Researchers may have found a way to halt, and even reverse, the neural damage associated with Parkinson’s disease (PD) using a novel molecule that targets a key cause of nerve cell damage.
One of the hallmarks of PD is widespread aggregation of the α-synuclein protein, forming so-called Lewy bodies which disrupt the normal activity of nerve cells. With this in mind, recent work by a multinational group of investigators from European centres in Spain, Germany, France and the UK has been evaluating molecules that can stop α-synuclein aggregation in its tracks.
By scanning a library of over 14,000 molecules, the researchers identified SynuClean-D as an attractive inhibitor of α-synuclein. Using an assay tuned to detection of thioflavin-T (Th-T) – which binds to amyloid proteins – they were able to confirm that SynuClean-D reduced the number of Th-T-positive aggregates.

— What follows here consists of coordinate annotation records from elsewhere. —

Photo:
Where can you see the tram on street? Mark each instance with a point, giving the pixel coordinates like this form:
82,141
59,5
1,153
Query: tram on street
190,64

In vivo testing was carried out using the Caenorhabditis elegans worm, a commonly used model for PD thanks to its expression of α-synuclein in muscle and dopaminergic neurons. In testing, SynuClean-D-treated worms had fewer visible α-synuclein aggregates compared to untreated controls. Moreover, some of the treated worms exhibited nearly complete loss of protein aggregates, and exhibited boosted mobility.
“Everything seems to indicate that the molecule we identified … SynuClean-D, may provide therapeutic applications for the treatment of neurodegenerative diseases such as Parkinson’s in the future,” Salvador Ventura, a senior author of the study, said in a press release.